The summer my grandmother’s fugues started, my mom was working two jobs, one as a nurse at St. Joseph’s Hospital and another as a freelance secretary in a small translation house that sent her home with complimentary poetry collections that she read late at night by the weak light in the kitchen. When she’d taken on the second job at the start of the summer, she told me that, as the oldest child, it would fall to me to keep an eye on Grandma.
“She’s losing a bit of her orientation”. She stood by the window, her thin back to me. “Sometimes it happens when people get old.”
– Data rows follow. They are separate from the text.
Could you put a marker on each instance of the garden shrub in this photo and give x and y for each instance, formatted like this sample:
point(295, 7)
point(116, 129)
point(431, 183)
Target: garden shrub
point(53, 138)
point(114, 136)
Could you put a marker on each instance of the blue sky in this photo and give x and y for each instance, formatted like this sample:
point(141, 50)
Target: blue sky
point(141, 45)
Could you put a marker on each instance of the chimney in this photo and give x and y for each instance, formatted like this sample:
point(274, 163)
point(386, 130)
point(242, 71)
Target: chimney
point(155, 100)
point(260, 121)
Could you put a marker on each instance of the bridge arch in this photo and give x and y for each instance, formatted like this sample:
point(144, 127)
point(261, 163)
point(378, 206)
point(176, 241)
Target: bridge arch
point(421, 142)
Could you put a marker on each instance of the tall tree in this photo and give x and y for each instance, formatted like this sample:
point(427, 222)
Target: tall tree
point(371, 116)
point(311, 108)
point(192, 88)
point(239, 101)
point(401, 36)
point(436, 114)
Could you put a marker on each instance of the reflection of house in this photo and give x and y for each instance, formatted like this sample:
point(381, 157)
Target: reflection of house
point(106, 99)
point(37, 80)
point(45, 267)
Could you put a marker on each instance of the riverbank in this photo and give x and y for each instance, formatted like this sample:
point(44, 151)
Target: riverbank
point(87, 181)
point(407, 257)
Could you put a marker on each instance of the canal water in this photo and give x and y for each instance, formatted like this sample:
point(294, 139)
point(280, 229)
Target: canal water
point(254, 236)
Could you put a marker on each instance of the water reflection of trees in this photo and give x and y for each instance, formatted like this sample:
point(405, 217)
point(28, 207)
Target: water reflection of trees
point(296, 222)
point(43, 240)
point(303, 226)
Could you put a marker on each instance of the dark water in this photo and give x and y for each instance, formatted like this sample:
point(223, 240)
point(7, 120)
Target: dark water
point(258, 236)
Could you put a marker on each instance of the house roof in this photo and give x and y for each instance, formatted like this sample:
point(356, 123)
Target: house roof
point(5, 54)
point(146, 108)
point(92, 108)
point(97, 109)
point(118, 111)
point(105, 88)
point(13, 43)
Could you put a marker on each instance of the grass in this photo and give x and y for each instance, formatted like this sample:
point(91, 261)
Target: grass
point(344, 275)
I was used to looking after my brother, Miguelito, as we were often alone and left to our own devices, but the idea of looking after my grandma seemed wrong; she was an adult, and I was twelve. I also wasn’t sure what Mom meant by “orientation,” though I assumed it had something to do with Grandma’s recent odd behavior. Things like watching Divorce Court and Maury Povich all afternoon with the sound off or shelling piñon and munching them then taking her teeth out and staring deep into her dentures. Miguelito and I found it disgusting, the way she smacked her gums at us—and we’d run from the room. Other times, she’d mention Chihuahua, where she was from, but as if it were in the backyard, like “vamos a tomar el sol allí en Chihuahua,” or “Look there’s a bike allí en Chihuahua.”
“What do I have to do?” I asked. I loved my grandma, but I didn’t want to prepare her breakfast or help her with her shoes.
Mom stepped from the window and put a hand in my hair. “Just pay attention. Make sure she’s okay.”
During the first weeks of summer, keeping an eye on Grandma was no big deal. Mostly she stared at the mute TV and hardly paid us any attention. We’d sit around the living room with her, playing with Ninja Turtles on the thick brown carpet. After certain battle sequences, Miguelito had taken to engineering sex scenes, letting the plastic figures hump under the coffee table: "Now April has been saved by Michelangelo.” Luckily, though, I didn’t have to worry about Grandma rating us out, telling our mom Miguelito was being a sucio. She seemed to pay us no attention whatsoever.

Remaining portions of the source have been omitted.